The hypothesis space is now continuous rather than discrete. As Mitchell describes it, "every possible assignment of network weights represents a syntactically distinct hypothesis that in principle can be considered by the learner" -- the hypothesis space is the n-dimensional Euclidean space of all the network's weights (Mitchell, p. 106). And the search strategy is completely different from the algorithms we have been discussing. Backpropagation is essentially a hill-climbing algorithm that uses calculus to determine which direction is downhill. It follows the slope of the error surface, taking small steps in whatever direction reduces the error most. This means it can get trapped in local minima -- valleys that are not the deepest valley -- and is only guaranteed to converge toward some local minimum, not necessarily the global one (Mitchell, p. 104).

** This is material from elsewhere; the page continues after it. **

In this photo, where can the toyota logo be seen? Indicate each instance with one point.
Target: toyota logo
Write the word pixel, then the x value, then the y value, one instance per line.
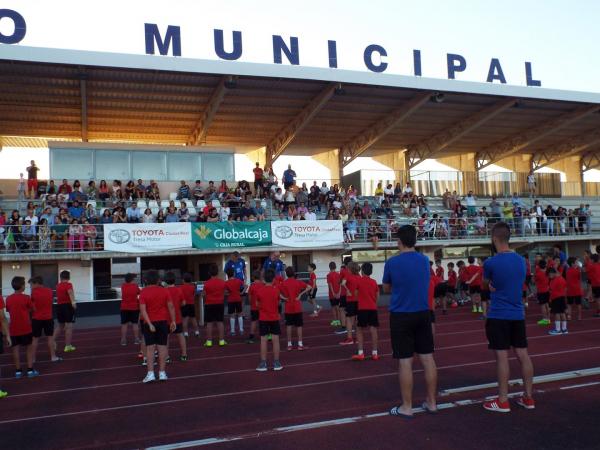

So what is the inductive bias? Mitchell is candid that "it is difficult to characterize precisely the inductive bias of BACKPROPAGATION learning, because it depends on the interplay between the gradient descent search and the way in which the weight space spans the space of representable functions." But he offers an approximate answer: "one can roughly characterize it as smooth interpolation between data points." Given two positive training examples with no negative examples between them, backpropagation will tend to label points in between as positive as well (Mitchell, pp. 106-107).
This is still an inductive bias -- an assumption that goes beyond what the data logically entails. The data does not say anything about what lies between the training examples. The network's architecture and training procedure are assuming the answer is smooth. That assumption is what makes generalization possible, and it is also what makes generalization fallible.
Why This Matters
Every time a learning algorithm says anything about an instance it has not seen, it is going beyond what the data alone can justify. It is making an assumption. The inductive bias is that assumption, named and made explicit.

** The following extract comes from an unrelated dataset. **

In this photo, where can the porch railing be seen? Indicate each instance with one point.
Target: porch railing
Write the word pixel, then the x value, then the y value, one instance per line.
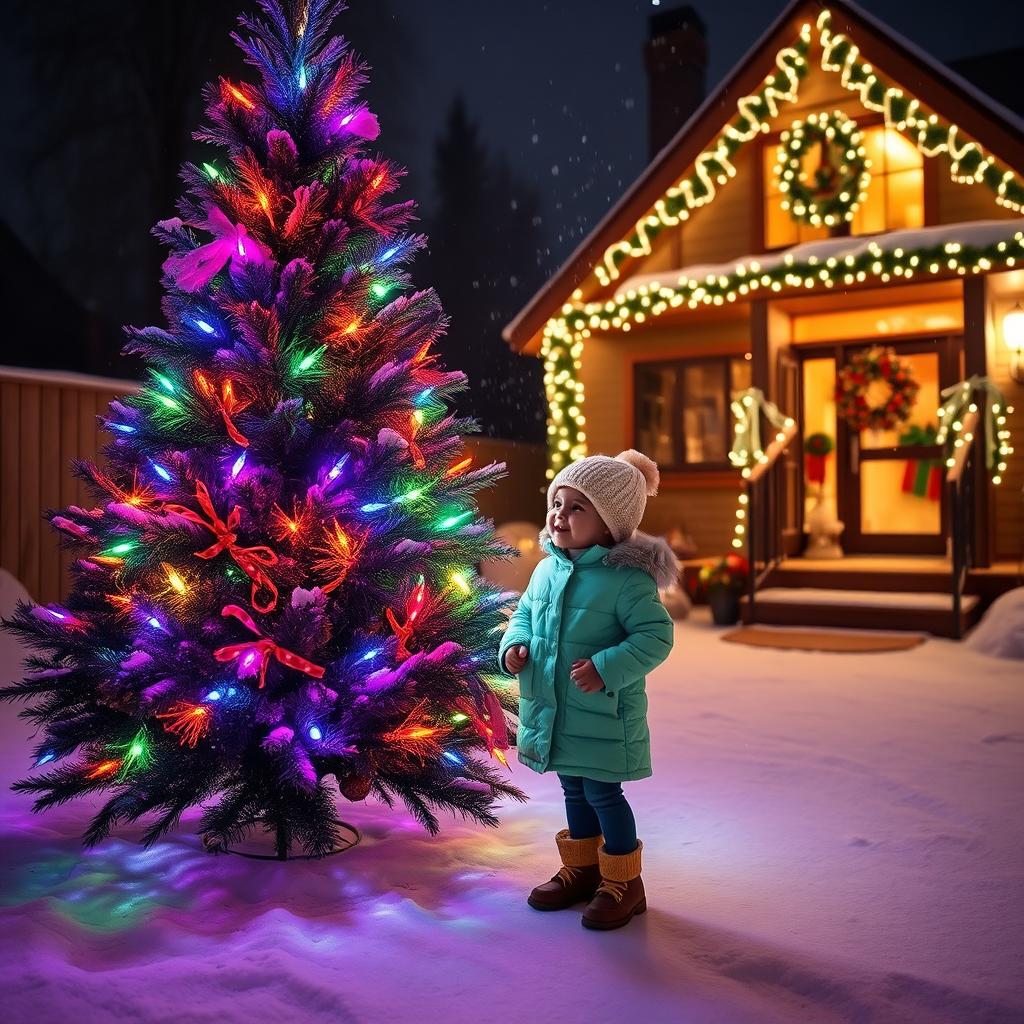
pixel 764 492
pixel 960 489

This is Popper's point. You cannot get from observations to general theories without bringing something to the table. The question is never whether you have prior assumptions -- you always do. The question is whether they are good ones.

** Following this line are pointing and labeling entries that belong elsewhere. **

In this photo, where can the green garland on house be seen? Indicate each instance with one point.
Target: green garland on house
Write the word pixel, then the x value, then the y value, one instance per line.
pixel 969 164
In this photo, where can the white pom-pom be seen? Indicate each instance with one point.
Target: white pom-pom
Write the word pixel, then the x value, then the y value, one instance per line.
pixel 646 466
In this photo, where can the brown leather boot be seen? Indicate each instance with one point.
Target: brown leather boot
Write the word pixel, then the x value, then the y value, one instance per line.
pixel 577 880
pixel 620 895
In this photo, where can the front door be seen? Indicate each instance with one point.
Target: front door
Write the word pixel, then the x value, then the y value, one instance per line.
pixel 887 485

An Optimal Inductive Bias?
This does raise an interesting question. Is there an "optimal" inductive bias? One whose search space is universal -- every possible function -- but whose search strategy is still efficient and tractable for any problem? We have seen that genetic programming and decision trees are both universal in their hypothesis space -- they can in principle represent any function. But universality alone is not enough. Both still depend on their search strategy to find the right hypothesis, and that search strategy is where the bias lives. And we have seen that stronger biases enable more generalization but risk being wrong. Is there a sweet spot? That is a question for a future post.
All page references to Mitchell are from Machine Learning (McGraw-Hill, 1997).